President Clinton and other top administration officials will try to reassure the nation and black ministers this weekend that every effort is being made to solve a rash of fires at Southern black churches.
Clinton told reporters Friday he would discuss the topic in his weekly radio address Saturday. Attorney General Janet Reno and other administration officials will meet Sunday at the Justice Department with civil rights leaders and some of the black ministers whose churches have been burned or des-e-crated."All I can tell you right now is we are working very hard to get to the bottom of this," Clinton said Friday.
Clinton was expected to announce that the Treasury would increase the number of agents assigned to the effort and to describe the investigation's high-level coordination, administration officials said.
Clinton and Reno planned to stress that a major investigation is under way by some 200 agents from the Treasury's Bureau of Alcohol, Tobacco and Firearms and from the FBI, the officials said. Federal-local task forces have been set up to expand investigative resources.
The work is being coordinated by Assistant Attorney General Deval L. Patrick, head of the Justice Department's civil rights division.
Stung by complaints from some civil rights figures that the fires are not being actively investigated, administration officials for a week or more have been seeking a forum to describe their efforts.

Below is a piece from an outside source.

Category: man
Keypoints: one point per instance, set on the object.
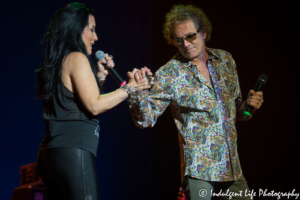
(201, 87)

"One problem of perception is that each minister is seeing only a very small part of the effort, which is going on in a lot of different places," said one Justice official, who requested anonymity.
This week federal agents entered the investigation of a suspicious fire that destroyed an unused building on the grounds of the Matthews-Murkland Presbyterian Church, a black church in Charlotte, N.C.
It was at least the 30th fire at a black Southern church since early 1995 and the second this week. Authorities said that was reason enough to describe Thursday's fire as suspicious.